I was raised in a household that was interested in learning about people from other countries, including the culture, traditions and beliefs of those people. We weren’t interested in making judgments about what they chose to celebrate or how they chose to do so. It was fun to make a dish from another land, dress up in different attire, or listen to new music while learning about and observing various holidays. Through Girl Scouts, school and at home, I was eager to celebrate people around the world as much as possible, and I guess I took this interest for granted. I now realize how lucky I was to be encouraged to expand my mind and think about others all over the globe, rather than settle for the idea that one culture is the only way, and the only right way. This interest also fosters respect for others and a quest for understanding which I am grateful to be on.
This year I find myself in a predominantly Muslim country, where December 24th and 25th are working days as usual. There are some festive decorations in the shopping mall, in honor of the coming New Year, but it has been raining now for a week straight, which makes it feel more like fall than winter. The evenings are chilly, but tomorrow temperatures are projected in the sixties. I wish I could send some of this moisture to Oklahoma, where I know it is needed. Although, the blizzard that’s supposed to blow in there just in time to make this year’s Christmas white does sound romantic and exciting.
Regardless of the fact that there are very few others around Osmaniye observing the holiday I know best, this year’s holiday season has been filled with merriment. We attended wedding festivities this past weekend, and were embraced by a large Turkish family. It was wonderful getting to spend two days with them, eating and dancing, conversing and laughing. Plus, it was an excuse to dress up, which to me comes with the season.

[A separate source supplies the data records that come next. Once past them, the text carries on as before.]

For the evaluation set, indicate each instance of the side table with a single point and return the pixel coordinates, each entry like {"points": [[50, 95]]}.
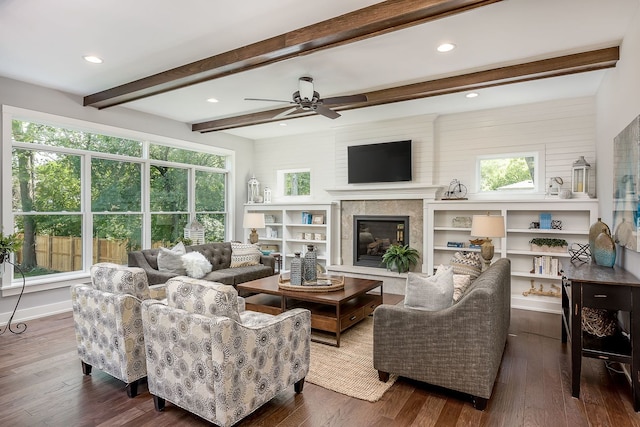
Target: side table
{"points": [[590, 285]]}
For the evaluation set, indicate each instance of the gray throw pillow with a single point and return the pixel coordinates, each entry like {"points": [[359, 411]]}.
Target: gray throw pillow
{"points": [[429, 293], [170, 260]]}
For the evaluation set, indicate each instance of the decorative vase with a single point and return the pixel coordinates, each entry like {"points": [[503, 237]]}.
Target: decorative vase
{"points": [[604, 252], [594, 231], [310, 261], [295, 275]]}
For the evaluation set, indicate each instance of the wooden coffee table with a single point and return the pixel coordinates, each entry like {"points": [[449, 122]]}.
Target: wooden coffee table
{"points": [[332, 312]]}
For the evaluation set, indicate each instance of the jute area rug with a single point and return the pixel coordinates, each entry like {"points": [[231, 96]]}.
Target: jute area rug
{"points": [[349, 368]]}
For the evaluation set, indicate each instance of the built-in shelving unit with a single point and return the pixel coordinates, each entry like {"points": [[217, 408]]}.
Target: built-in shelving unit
{"points": [[576, 217], [285, 229]]}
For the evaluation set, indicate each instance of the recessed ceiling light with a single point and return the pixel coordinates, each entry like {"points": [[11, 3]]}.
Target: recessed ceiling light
{"points": [[446, 47], [92, 59]]}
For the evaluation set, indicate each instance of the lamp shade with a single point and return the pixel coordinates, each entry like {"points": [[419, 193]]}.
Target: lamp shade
{"points": [[487, 226], [253, 220]]}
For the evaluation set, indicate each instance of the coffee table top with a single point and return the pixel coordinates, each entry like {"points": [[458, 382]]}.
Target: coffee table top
{"points": [[352, 287]]}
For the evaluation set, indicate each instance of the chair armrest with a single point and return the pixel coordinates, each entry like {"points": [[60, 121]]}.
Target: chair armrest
{"points": [[268, 260]]}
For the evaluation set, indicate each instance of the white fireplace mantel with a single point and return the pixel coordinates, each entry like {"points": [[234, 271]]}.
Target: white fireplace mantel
{"points": [[385, 192]]}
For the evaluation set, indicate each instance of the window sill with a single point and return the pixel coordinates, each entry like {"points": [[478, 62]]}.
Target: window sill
{"points": [[44, 284]]}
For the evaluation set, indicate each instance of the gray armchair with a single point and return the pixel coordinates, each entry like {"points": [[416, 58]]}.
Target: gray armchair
{"points": [[207, 358], [459, 348], [107, 321]]}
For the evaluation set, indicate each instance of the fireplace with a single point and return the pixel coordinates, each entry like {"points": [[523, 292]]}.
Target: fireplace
{"points": [[373, 234]]}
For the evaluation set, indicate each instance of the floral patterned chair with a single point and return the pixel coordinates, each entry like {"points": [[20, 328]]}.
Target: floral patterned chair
{"points": [[107, 321], [206, 357]]}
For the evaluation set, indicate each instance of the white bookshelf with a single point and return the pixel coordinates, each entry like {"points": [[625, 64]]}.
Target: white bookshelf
{"points": [[291, 234], [576, 215]]}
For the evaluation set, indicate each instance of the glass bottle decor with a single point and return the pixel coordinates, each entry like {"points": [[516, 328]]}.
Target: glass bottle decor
{"points": [[594, 231], [295, 275], [310, 261], [604, 251]]}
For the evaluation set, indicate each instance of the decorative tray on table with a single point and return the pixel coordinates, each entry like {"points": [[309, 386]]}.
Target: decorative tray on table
{"points": [[323, 283]]}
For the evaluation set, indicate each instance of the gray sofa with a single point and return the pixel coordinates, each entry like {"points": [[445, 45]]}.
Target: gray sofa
{"points": [[459, 348], [218, 254]]}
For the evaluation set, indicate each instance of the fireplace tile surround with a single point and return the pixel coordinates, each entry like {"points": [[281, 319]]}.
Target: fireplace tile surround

I found the perfect little Christmas tree—or New Year’s tree, whichever you prefer—at the grocery store just in time to get it decked. Thanks to the Fulbrighter who lived here last year, we also dug up a strand of glittery imitation lights and some jingle bells to adorn the tree. In addition, there was a stocking and a Christmas candle, so we are set. Along with the massive amounts of citrus fruit (33 pounds were brought to us this weekend by Eda’s aunt and uncle) and nuts, two of my most beloved symbols of Christmas, our home is now quite festive.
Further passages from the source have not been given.